He Toyota President Akio Toyoda could not be re-elected as chairman of the carmaker’s board if shareholder support for him continues to fall at the rate it has this year, according to an interview published on Monday. “If we continue like this, I won’t be able to be a director next year,” he claimed In Toyoda.
Before Toyota’s general shareholders meeting on June 18, two prominent proxy groups recommended voting against Toyoda’s re-election as chairman of the board of directors. And it worked, as he only managed to get the support of 72% of shareholders, the lowest support in the brand’s history, while in 2023 it was 85%. Why don’t shareholders want Toyoda at the head of the company? man who led her to be number one in the world?
The image is everything, or almost
The revolt against Toyoda, who led the company as CEO from 2009 to 2023 before handing over the helm to Koji Sato and stepping back from his management duties, cannot be explained without the will of certain shareholders – hidden behind the legal figure of the proxies – of take control of the companyin the hands of the founding family since its inception.
One of them, the consulting firm Glass Lewis, criticized Toyoda for overseeing a board of directors that it described as insufficiently independent. That is, although the Toyodas own less than 1% of the company, their weight in the company and its governing body is such that it is as if they owned more than 50%.

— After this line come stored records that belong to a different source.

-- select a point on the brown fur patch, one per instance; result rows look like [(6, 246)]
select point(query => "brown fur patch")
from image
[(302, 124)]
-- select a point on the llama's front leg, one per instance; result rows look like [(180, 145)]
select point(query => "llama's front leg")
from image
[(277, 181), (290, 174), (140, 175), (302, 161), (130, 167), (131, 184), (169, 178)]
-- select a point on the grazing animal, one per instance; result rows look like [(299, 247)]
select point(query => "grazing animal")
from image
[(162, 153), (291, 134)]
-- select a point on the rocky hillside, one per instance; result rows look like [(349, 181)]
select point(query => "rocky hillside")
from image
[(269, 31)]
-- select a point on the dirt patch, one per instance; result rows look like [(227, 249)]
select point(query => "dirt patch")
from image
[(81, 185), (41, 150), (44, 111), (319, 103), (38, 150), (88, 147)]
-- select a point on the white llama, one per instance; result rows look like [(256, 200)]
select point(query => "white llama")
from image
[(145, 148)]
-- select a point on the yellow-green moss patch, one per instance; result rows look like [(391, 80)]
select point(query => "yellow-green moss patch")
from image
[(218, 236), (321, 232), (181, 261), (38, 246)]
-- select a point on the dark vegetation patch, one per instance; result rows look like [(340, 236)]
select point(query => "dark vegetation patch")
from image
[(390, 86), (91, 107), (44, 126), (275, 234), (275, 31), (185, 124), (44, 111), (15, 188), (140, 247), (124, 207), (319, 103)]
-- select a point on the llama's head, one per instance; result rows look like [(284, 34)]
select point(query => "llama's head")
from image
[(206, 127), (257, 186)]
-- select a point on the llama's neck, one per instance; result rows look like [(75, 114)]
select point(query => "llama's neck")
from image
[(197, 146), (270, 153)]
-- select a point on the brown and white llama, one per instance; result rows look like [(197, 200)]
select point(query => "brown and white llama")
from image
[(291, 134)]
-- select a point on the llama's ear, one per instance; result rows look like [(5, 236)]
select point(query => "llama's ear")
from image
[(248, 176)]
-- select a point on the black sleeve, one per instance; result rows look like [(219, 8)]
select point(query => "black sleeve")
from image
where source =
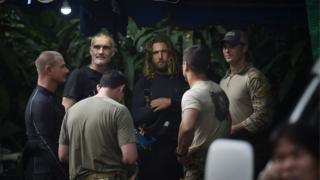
[(46, 119), (72, 88), (177, 96), (140, 113)]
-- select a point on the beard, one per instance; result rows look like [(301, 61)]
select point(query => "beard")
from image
[(161, 67), (100, 61)]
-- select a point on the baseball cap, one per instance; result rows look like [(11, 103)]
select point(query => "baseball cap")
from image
[(235, 37)]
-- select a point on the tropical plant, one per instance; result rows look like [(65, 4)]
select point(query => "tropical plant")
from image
[(285, 57)]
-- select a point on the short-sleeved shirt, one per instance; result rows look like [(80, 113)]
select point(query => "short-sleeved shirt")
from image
[(81, 83), (95, 129), (214, 118), (250, 98)]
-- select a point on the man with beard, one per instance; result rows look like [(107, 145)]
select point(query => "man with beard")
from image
[(250, 96), (82, 82), (157, 110)]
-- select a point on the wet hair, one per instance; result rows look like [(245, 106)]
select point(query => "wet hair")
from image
[(300, 134), (198, 58), (112, 79), (149, 69), (103, 34), (47, 58)]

Glass Lewis called only three of the 10 members of the new board truly independent. Toyota says four are. Opinions differ on Masahiko Oshima, a former vice president of Sumitomo Mitsui Banking, which Glass Lewis says is one of Toyota’s most frequently used lenders.
The reasons that shareholders use against Toyoda have enough weight in Japan to be heard, at least among institutional investors. Thus, the fraud in the safety approvals of Daihatsu and some of its engines Daihatsu, Toyota y Lexusrecently discovered and which occurred when Toyoda was CEO of the company.
“Given the current situation where a number of irregularities have occurred in the certification of the Toyota Motor Group, shareholders are advised to vote against President Akio Toyoda,” Institutional Shareholder Services, another proxy group, said in its position paper for the June meeting. “Fundamentally, corporate culture is created from the top down, not the other way around. When changes are not made at the management level, it seems questionable whether the company’s approach is effective.”
Keeping at the head of the company, even in a more political than operational position, the person under whose command several very serious frauds were committed is not ideal in terms of corporate image. And even more so when it is a A person who does not display the usual reserve expected of a CEOand even more so from a Japanese CEO.
Some shareholders, for example, they reproached that the racing activities of the group’s brands were his personal hobby. Not to mention his quarrels with Tesla and his criticism of all-electric cars.
However, they should also not forget that it was under Toyoda’s leadership that Toyota has been one of the world’s top two manufacturers since 2008, alternating the top spot with the Volkswagen Group ever since. In 2023, it has been the Number one for the fourth consecutive year ahead of the German group, with more than 11 million cars sold worldwide.